The triple-faced depictions of Hekate are old enough that the archaeological record carries them across centuries. The faces are not interchangeable. They look in three directions, and the three directions are not, exactly, past-present-future in the linear sense. They are three different orientations the practitioner can take toward the same question, in the same room, on the same evening.

The triple gaze is the practice.

The first face: what was

The first face looks at what the practitioner has already lived through that bears on the current question. Not the autobiography. The specific. I have been in this situation before, with a different name on it. I made a choice last time. The choice produced this outcome.
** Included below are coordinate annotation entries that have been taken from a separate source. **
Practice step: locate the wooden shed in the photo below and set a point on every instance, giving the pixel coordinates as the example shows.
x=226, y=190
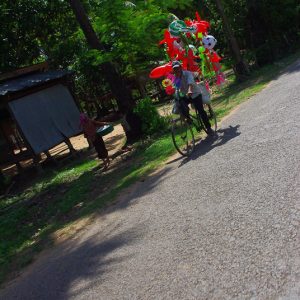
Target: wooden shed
x=37, y=112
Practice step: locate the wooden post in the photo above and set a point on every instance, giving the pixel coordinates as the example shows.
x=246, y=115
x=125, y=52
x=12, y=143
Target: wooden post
x=28, y=146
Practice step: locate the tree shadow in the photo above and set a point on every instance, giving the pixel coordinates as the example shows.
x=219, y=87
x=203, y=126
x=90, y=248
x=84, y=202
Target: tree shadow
x=37, y=218
x=84, y=264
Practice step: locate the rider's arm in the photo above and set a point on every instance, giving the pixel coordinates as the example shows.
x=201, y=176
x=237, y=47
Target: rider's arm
x=190, y=90
x=190, y=82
The first face is honest about the practitioner's own track record. It does not flatter. It does not catastrophize. It simply notes: here is what I have already done, and here is what already came of it.

The second face: what is

The second face looks at the present situation as it actually is. Not as the practitioner has been narrating it. Not as the practitioner wishes it were. The actual conditions on the ground.

This face is the hardest. Most practitioners spend most of their days looking at a slightly retouched version of the present. The retouching is mostly defensive — it filters out the parts of the present that are inconvenient. The second face of Hekate is the practice of, briefly, taking the filter off. The conditions are what they are. The relationships are what they are. The money situation is what it is. The body is what it is.

The first face is honest about what was. The second face is honest about what is. The third face is honest about what is being avoided.

The third face: what is being avoided

The third face is the one that surprises practitioners. It is not, strictly, the face of the future. It is the face of the option the practitioner has already noticed and has been refusing to look at directly.

Every narrowed decision — stay or leave, take it or do not, say it or do not — has, behind it, a third option the practitioner has been mostly aware of but has not been allowing into the conversation. The third face of Hekate is the one that looks at it. What is the option you have not been letting yourself consider, because considering it would mean changing more than you were prepared to change.

The third face is not promising the practitioner will take that option. It is only insisting that the option be looked at. The looking is the practice.

The small triple-gaze working

For the practitioner with a stuck decision: take fifteen minutes. Light a candle. Sit with one piece of paper folded into three columns.

Column one: what I have done before that resembles this, and what came of it.

Column two: what the actual present conditions are, with the filter off.

Column three: what option I have been refusing to look at directly.

Write briefly in each column. Do not solve. Do not decide. Just see all three at once.

Blow out the candle. Put the paper somewhere private. Come back to it tomorrow morning. The decision will, very often, have changed shape overnight — not because the situation changed, but because the practitioner now has three faces' worth of information about it, and was previously working with only one.